I just wrote a report about europython on my company blog.

At the XP2007 conference, Geoff and I presented a workshop entitled “The coder’s dojo: Acceptance Test Driven Development in python”. (Geoff also presented the same workshop at agile2007). We had three aims with this workshop, the first was to use the meeting format of a coders dojo, the second was to do some coding in python and the third was to demonstrate how you can do Acceptance TestDriven Development using TextTest. We felt the workshop went well, we had around 30 participants and we were able to do a little of everything we had set out to do.

Perhaps the most important thing was what we learnt from the experience. The workshop participants gave us some very useful feedback. One thing people said was that there were too many new ideas presented to expect as much audience participation as we did, and that instead of trying to do aRandori style kata, we should have done it as a Prepared kata. There also seemed to be a view that the Kata we had chosen (KataTexasHoldEm) was quite a difficult one. Another very valuable piece of feedback was that we were doing Test Driven Development (TDD) with much larger steps than people were used to.

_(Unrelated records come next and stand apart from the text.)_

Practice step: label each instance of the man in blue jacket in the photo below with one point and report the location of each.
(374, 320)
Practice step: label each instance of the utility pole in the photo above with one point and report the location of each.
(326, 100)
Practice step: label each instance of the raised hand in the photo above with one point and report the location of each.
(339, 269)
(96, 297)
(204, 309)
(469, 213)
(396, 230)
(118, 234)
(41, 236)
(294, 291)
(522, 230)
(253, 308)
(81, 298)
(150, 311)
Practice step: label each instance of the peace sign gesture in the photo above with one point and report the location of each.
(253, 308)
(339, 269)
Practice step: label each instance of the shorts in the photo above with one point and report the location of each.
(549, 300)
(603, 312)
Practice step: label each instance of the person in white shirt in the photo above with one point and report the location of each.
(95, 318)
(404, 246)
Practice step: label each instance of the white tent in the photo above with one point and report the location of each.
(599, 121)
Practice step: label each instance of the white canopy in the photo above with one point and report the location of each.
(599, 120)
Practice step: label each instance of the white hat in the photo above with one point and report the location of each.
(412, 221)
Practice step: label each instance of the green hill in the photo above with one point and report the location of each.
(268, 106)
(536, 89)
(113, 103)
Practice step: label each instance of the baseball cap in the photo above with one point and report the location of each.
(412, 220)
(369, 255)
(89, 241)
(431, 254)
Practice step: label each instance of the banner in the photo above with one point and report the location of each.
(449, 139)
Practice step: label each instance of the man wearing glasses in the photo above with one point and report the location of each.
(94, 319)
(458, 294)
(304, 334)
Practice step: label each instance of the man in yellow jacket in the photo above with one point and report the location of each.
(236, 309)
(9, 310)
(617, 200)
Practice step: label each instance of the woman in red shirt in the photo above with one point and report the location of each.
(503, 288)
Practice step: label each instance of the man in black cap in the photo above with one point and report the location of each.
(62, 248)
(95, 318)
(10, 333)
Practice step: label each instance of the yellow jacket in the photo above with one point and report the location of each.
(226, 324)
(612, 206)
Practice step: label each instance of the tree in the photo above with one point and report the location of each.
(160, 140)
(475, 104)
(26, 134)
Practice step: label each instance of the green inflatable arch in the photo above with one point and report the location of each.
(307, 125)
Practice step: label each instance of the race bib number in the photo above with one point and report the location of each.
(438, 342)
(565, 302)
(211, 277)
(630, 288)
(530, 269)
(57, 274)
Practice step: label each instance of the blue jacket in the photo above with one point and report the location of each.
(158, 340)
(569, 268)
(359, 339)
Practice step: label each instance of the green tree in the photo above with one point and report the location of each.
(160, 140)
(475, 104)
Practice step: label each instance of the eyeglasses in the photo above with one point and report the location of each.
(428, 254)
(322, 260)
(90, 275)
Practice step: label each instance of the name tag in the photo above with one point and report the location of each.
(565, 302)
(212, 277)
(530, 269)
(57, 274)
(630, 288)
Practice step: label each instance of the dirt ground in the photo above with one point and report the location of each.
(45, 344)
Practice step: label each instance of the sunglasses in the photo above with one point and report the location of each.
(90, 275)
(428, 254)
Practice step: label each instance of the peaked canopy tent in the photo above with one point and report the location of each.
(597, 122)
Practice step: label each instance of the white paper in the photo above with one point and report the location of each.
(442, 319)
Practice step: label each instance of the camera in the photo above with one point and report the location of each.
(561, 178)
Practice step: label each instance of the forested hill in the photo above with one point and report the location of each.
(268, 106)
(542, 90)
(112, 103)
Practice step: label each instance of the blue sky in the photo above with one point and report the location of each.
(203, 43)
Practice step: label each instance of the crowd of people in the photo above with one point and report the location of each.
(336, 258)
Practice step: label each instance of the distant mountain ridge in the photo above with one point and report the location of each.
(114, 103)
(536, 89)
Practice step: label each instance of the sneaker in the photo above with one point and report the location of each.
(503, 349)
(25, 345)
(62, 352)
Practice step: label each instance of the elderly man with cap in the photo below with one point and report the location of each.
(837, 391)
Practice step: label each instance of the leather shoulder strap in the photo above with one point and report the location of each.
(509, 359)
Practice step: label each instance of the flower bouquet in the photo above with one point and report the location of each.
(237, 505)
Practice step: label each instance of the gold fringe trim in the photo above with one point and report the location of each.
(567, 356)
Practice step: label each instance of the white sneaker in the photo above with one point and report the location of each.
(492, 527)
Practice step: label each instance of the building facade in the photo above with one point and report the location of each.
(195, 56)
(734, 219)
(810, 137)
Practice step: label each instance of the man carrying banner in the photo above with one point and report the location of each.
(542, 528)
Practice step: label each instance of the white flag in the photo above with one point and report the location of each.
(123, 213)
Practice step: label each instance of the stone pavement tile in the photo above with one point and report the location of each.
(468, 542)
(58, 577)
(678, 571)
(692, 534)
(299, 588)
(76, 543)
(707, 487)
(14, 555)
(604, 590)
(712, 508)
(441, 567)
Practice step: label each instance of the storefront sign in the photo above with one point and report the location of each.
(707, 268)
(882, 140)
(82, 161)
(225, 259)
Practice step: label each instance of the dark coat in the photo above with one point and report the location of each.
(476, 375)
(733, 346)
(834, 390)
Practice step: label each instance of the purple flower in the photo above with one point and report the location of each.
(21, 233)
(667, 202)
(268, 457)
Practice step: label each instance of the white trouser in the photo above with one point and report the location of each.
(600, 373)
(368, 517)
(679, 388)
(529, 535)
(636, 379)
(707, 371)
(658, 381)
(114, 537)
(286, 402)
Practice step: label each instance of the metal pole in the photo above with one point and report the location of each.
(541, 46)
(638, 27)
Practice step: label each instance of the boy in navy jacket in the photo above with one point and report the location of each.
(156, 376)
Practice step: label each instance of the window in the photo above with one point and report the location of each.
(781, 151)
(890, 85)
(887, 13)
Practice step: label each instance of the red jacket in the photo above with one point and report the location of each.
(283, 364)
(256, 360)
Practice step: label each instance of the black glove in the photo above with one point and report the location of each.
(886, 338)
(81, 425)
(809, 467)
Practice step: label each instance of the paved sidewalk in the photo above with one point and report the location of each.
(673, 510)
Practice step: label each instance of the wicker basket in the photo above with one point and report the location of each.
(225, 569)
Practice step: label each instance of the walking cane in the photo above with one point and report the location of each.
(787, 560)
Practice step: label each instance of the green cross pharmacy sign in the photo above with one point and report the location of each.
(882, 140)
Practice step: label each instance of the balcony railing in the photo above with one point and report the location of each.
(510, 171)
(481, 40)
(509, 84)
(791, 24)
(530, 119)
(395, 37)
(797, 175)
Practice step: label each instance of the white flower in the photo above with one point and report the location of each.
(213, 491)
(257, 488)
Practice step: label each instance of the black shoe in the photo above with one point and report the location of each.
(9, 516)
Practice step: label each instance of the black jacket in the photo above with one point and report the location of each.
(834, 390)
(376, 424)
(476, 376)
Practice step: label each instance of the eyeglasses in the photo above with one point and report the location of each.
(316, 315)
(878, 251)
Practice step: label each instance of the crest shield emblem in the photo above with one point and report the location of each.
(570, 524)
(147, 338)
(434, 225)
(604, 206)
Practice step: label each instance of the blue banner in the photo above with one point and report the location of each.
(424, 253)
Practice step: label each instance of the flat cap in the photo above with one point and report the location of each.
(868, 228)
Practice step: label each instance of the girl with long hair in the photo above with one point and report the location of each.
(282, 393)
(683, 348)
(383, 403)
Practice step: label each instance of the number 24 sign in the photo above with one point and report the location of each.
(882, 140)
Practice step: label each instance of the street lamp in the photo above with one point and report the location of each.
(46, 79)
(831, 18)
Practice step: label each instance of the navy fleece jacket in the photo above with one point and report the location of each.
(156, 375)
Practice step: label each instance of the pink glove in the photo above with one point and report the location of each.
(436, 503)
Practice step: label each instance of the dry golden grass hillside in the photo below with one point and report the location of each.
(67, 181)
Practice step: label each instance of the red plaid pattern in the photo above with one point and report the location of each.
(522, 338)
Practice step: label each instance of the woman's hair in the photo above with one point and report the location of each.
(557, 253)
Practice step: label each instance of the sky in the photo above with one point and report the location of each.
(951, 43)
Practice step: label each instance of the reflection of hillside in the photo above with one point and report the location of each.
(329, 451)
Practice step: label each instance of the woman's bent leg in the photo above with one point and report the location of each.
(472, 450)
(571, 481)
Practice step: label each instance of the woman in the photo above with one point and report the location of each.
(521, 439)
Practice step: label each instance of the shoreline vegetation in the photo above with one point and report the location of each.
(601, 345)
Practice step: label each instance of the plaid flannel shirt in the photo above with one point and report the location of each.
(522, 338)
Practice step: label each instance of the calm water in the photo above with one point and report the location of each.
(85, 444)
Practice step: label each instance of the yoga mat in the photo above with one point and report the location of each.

What I have done is to create a screencast in an attempt to address this feedback, and open up our workshop material to a larger audience. In it, I perform a Prepared Kata of KataMinesweeper, doing TDD with TextTest and python. Geoff and I have been developing this approach to testing for a few years now, and we think it deserves consideration by the wider agile testing community. There are important advantages and disadvantages compared to classic TDD with xUnit.